In examining this verse closely, we see how “spirit” is written by Peter. “Spirit” doesn’t carry with it a definite article (in English the definite article would be “the”). E.W. Bullinger, in his work, Word Studies on the Holy Spirit, shows how the person of the Holy Ghost is always identified with the definite article in the Koine Greek. Since “spirit” in 1 Peter 3.18 doesn’t carry the article, the verse is speaking of Jesus’s own spirit and not the Holy Ghost.
Delving further, we see that Peter presents a stark picture with his use of the verb “made alive.” If you picked up an interlinear Bible, you’d see this:
ζωοποιηθεις δε πνευματι
made alive (having been made alive - Young) in spirit
In ζωοποιηθεις, there are a few things to see (you should be able to follow along even if you don’t know Greek). The first thing is that this verb is a compound verb which combines ζω for life (as in “I have come that they may have life”) and ποιη for “made” or “do.” When you combine them, they add up to “made alive.” But it is the last thing that puts you on the last seat on the roller coaster and that is the θε. θε is a suffix that tells us that whoever it is that is being made alive is a passive actor (i.e., instead of hitting the ball, he is being hit by the ball). θε also tells us that the “made alive” event happened at some point in the past. When you put it all together, you see that Jesus was made alive at one point in time in his spirit in the past.
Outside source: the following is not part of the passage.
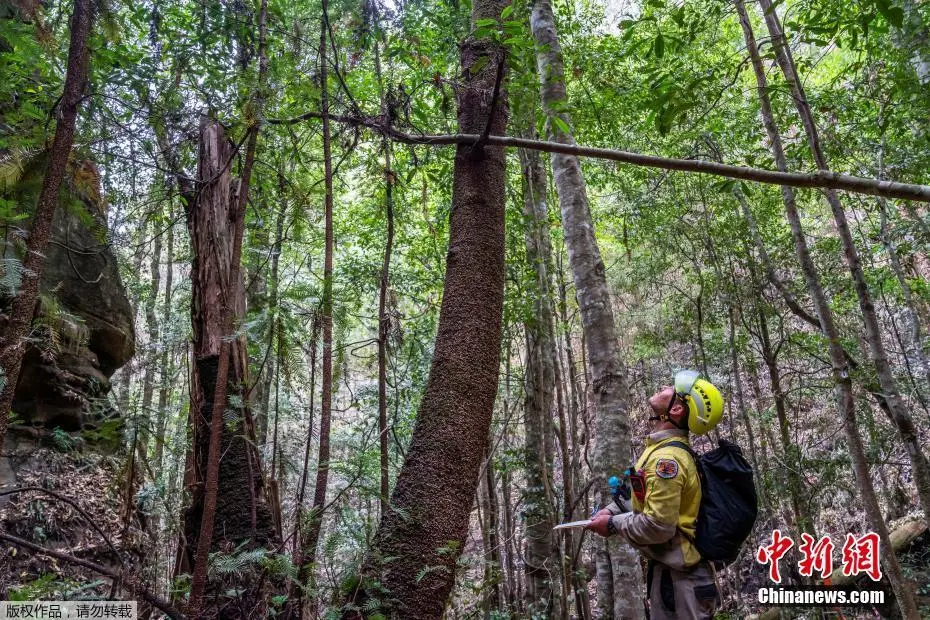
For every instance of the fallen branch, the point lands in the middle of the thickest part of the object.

And the roller coaster ride is this: If Jesus was made alive in his spirit at some point in time in the past, then he must have been “dead” in spirit at some point in the past. You can’t make something alive that is already alive.
Similar Scriptures
This reading and line of thought is consistent with the use of “made alive” in other scriptures:
who is father of us all (according as it hath been written — ‘A father of many nations I have set thee,’) before Him whom he did believe — God, who is quickening (ζῳοποιοῦντος) the dead, and is calling the things that be not as being. (Romans 4.17, Young’s Literal Translation)
In this verse, Paul refers to God as quickening or “making alive” the spiritually dead (notice that the verse cannot be speaking of the physically dead and compare that thought to 1 Peter 3.18).
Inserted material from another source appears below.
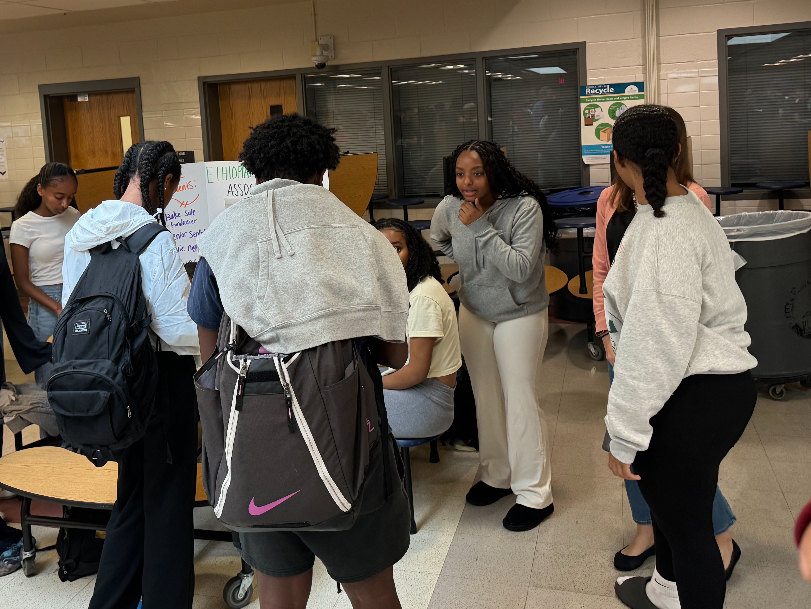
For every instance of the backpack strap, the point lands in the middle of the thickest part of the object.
(138, 241)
So also it is written, “The first MAN, Adam, BECAME A LIVING SOUL.” The last Adam became a life-giving (ζῳοποιοῦν) spirit. (1 Corinthians 15.45, NASB)
In this verse, Paul states that Jesus has become a life-giving spirit. Again, life-giving has nothing to do with physical life, but everything to do with spiritual life.
And you, being dead through trespasses and the uncircumcision of your flesh, you I say, did he make alive together (συνεζωοποίησεν) with Him. (Colossians 2.13, ASV)
Here Paul uses the same word to describe our born-again experience as Peter uses for Jesus in 1 Peter 3.18 (the prefix συν means “together” or “with”).
As E.W. Kenyon writes of 1 Peter 3.18:
Being made alive in spirit means He was re-created. He was the first-born from the dead. He was the first person ever created. He became the Head, right there and then, of a new creation.
1 Peter 3.18 is the reason why Jesus is referred to as the “firstfruits of the new creation.” By being “made alive,” he became the prototype for the new creation of born-again believers - the company of Christ in you, the hope of glory - and we are joint-heirs of this new life with him.